Es un modelo muy actual de santidad y entrega a los otros.
22/07/14 1:42 AM
david
Que el futuro beato nos ayude a tener esa paz interior que tantos necesitamos en nuestros días.
22/07/14 11:10 AM
Blanca
Para los que deseen acercarse a la vida de este extraordinario hombre de Dios, les recomiendo la biografía de Javier mediana Bayo: "Álvaro del Portillo.

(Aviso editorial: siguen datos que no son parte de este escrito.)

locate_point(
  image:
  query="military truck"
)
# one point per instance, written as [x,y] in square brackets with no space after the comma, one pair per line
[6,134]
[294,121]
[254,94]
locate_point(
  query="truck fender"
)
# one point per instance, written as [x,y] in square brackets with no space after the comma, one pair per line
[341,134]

Un hombre fiel", en Rialp
22/07/14 11:12 AM
Ruso
Entonces no se como es que la única vocación que te planteaban en el colegio del Opus Dei al que asistí, fuese la de numerario de la obra, ni sacerdote diocesano, ni religioso, ni monje, todos teníamos vocación solo al Opus Dei.

Al final 7 de mi clase terminaron de numerarios y solo quedan 2.
22/07/14 11:28 AM
María del Carmen García Zepeda Vizcaíno
Es asombroso conocer la capacidad intelectual.social,afectiva y de sacrificio de este hombre de Dios. Leí el libro de Un hombre fiel y me asombró su gran humildad.¡Qué gran bien para la Iglesia! Ojalá muchos conozcan su vida tan edificante.
23/07/14 2:21 AM
carmen
Lo conoci personalmente en un viaje suyo a Varsovia: lleno de paz, con muy buen humor y una exquisita preocupacion por cada persona, hasta en los detalles que una madre carinosa y exigente hubiera tenido.Una sencillez y humildad encantadoras.Un ejemplo que uno quiere imitar.Los santos nos animan a ser mejores.Gracias y que la beatificacion ayude a muchos a serlo.